It’s interesting because often the revolution of LLM is compared to the calculator but a calculator that does a random calculation mistake would never have been used so much in critical systems. That’s the point of a calculator, we never double check the result. But we will never check the result of an LLM because of the statistical margin of error in the feature.
Right: When I avoid memorizing a country's capital city, that's because I can easily know when I will want it later and reliably access it from an online source.
When I avoid multiplying large numbers in my head, that's because I can easily characterize the problem and reliably use a calculator.

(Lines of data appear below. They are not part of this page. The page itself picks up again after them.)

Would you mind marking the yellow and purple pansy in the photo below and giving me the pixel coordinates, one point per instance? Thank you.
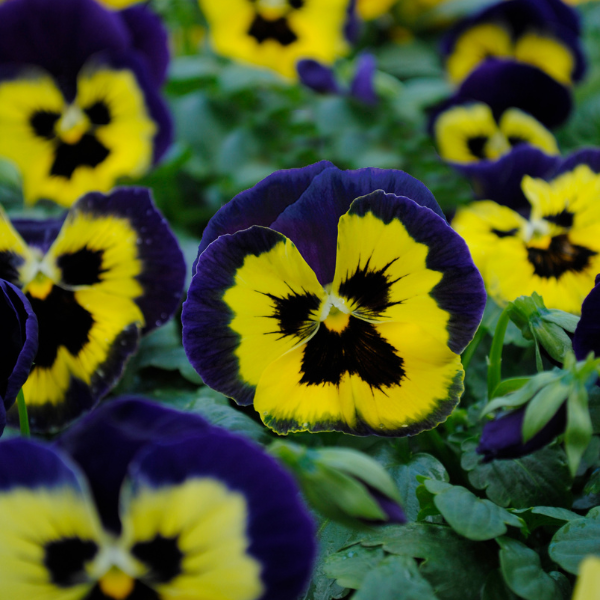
(500, 106)
(555, 251)
(334, 300)
(80, 104)
(19, 347)
(201, 513)
(278, 33)
(542, 33)
(96, 280)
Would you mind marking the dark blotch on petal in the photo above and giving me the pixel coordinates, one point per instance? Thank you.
(369, 289)
(83, 267)
(65, 560)
(88, 152)
(162, 555)
(43, 122)
(292, 314)
(98, 113)
(278, 29)
(62, 322)
(358, 350)
(560, 256)
(503, 437)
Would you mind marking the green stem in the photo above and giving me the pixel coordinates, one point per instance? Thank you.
(23, 418)
(468, 353)
(495, 359)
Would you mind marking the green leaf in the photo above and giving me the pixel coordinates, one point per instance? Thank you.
(523, 573)
(404, 470)
(508, 386)
(524, 394)
(331, 537)
(468, 515)
(455, 567)
(575, 540)
(543, 407)
(541, 478)
(543, 516)
(351, 566)
(393, 574)
(495, 588)
(579, 427)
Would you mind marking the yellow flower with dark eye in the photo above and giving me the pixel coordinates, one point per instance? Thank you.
(277, 33)
(468, 133)
(521, 30)
(555, 252)
(111, 271)
(347, 313)
(75, 116)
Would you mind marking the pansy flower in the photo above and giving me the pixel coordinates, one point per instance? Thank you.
(345, 309)
(541, 33)
(111, 270)
(19, 344)
(202, 513)
(322, 79)
(555, 251)
(276, 34)
(79, 95)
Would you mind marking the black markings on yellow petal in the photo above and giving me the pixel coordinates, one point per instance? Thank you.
(560, 256)
(278, 29)
(87, 152)
(357, 350)
(62, 322)
(562, 219)
(509, 233)
(476, 146)
(82, 267)
(98, 113)
(65, 560)
(43, 123)
(163, 557)
(293, 312)
(369, 288)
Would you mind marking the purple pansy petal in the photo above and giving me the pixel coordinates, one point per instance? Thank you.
(155, 104)
(20, 341)
(163, 265)
(460, 292)
(279, 530)
(551, 16)
(261, 204)
(585, 156)
(362, 87)
(311, 223)
(28, 464)
(206, 316)
(317, 77)
(130, 424)
(503, 437)
(587, 334)
(149, 37)
(500, 180)
(39, 234)
(506, 83)
(59, 36)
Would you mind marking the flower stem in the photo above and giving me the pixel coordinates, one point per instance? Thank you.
(470, 350)
(495, 358)
(23, 418)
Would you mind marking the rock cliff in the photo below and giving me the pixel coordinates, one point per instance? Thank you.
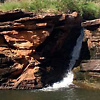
(35, 49)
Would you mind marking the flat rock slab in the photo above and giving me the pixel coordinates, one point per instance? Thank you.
(91, 65)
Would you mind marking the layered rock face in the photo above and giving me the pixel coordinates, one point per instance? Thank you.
(89, 71)
(35, 49)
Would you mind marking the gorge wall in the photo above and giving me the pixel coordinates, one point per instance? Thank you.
(35, 50)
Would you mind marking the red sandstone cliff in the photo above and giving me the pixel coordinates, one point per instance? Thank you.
(33, 47)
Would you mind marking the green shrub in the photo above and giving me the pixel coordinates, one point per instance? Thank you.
(88, 9)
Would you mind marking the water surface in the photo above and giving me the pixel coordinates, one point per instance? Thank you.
(63, 94)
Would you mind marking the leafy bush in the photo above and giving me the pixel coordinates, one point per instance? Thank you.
(89, 9)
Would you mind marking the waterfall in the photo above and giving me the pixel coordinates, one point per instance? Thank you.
(68, 78)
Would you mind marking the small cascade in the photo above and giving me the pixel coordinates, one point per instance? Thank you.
(68, 78)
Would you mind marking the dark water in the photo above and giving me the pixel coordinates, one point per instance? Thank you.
(65, 94)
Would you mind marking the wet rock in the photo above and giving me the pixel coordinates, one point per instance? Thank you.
(38, 47)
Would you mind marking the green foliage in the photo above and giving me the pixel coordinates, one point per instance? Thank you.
(89, 9)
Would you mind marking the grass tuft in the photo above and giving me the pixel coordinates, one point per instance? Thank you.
(88, 9)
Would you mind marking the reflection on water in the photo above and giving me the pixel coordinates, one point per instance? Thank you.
(62, 94)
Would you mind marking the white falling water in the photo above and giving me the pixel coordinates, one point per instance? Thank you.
(68, 78)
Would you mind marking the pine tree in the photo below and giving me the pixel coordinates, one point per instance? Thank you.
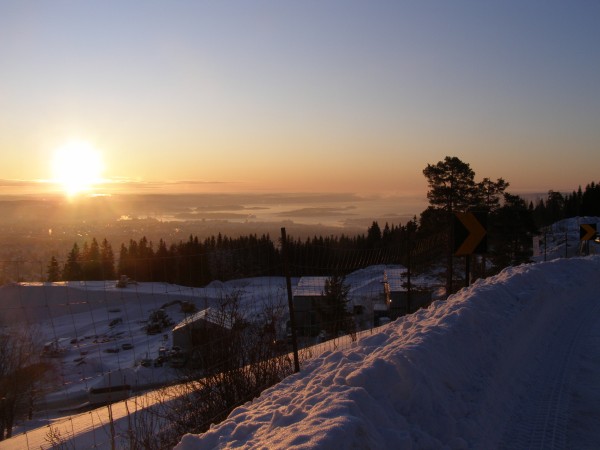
(72, 269)
(53, 270)
(107, 260)
(333, 310)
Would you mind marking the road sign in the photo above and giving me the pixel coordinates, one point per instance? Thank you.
(470, 233)
(587, 231)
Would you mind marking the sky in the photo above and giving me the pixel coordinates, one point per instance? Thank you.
(319, 96)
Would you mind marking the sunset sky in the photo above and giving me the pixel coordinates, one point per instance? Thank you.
(331, 96)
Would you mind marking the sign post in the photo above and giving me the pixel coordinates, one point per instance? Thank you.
(587, 233)
(470, 236)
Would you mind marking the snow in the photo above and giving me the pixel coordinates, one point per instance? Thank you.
(509, 362)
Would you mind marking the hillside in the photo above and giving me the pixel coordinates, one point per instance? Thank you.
(510, 362)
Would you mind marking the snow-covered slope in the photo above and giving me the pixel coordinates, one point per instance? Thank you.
(510, 362)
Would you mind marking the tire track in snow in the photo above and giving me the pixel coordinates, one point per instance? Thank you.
(541, 418)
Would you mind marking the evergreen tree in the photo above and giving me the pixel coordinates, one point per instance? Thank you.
(53, 270)
(335, 318)
(107, 260)
(451, 184)
(72, 269)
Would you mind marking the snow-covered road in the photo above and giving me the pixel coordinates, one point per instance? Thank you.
(546, 407)
(511, 362)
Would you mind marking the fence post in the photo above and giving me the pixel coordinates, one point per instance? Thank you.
(288, 282)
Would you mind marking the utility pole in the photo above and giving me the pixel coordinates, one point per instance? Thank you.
(288, 282)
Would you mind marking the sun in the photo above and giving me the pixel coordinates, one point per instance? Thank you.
(77, 167)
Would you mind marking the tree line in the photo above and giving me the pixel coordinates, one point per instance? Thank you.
(420, 242)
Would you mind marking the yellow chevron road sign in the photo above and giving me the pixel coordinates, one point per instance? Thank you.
(470, 233)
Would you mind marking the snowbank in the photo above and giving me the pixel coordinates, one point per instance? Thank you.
(448, 376)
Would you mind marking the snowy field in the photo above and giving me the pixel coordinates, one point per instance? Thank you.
(511, 362)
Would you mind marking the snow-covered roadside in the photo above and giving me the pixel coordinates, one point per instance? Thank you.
(450, 376)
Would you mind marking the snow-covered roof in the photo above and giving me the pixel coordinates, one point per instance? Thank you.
(211, 315)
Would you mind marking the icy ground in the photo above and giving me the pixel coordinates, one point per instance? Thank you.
(511, 362)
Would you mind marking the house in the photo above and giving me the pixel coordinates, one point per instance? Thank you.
(307, 293)
(200, 329)
(400, 301)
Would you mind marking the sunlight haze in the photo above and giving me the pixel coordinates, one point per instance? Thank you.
(335, 96)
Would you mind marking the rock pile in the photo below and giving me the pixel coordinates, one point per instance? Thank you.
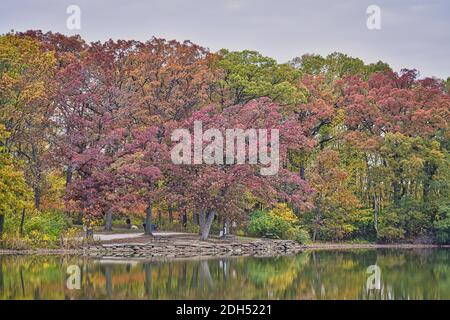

Neither are the same as people trying to use LLMs to unreliably replacing critical thinking.
The critical difference is that (natural) language itself is in the domain of statistical probabilities. The nature of the domain is that multiple outputs can all be correct, with some more correct than others, and variations producing novelty and creative outputs.
This differs from closed-form calculations where a calculator is normally constrained to operate--there is one correct answer. In other words "a random calculation mistake" would be undesirable in a domain of functions (same input yields same output), but would be acceptable and even desirable in a domain of uncertainty.
We are surprised and delighted that LLMs can produce code, but they are more akin to natural language outputs than code outputs--and we're disappointed when they create syntax errors, or worse, intention errors.
> But we will never check the result of an LLM because of the statistical margin of error in the feature.
I don't follow this statement: if anything, we absolutely must check the resut of an LLM for the reason you mention. For coding, there are tools that attempt to check the generated code for each answer to at least guarantee the code runs (whether it's relevant, optimal, or bug-free is another issue, and one that is not so easy to check without context that can be significant at times).
I mean I do check absolutely everything an LLM outputs. But following the analogy of the calculator, if it goes that way, no one will in the future check the result of an LLM. Just like no one ever checks the result of a complex calculation. People get used to the fact that a large percentage of the time it’s correct. That might allow big companies to manipulate people because a calculator is not plugged to the cloud to falsify the results depending on who you are and make your projects fail
I see a whole new future of cyber warfare being created. It'll be like the reverse of a prompt engineer: an injection engineer. Someone who can tamper with the model just enough to sway a specific output that causes <X>.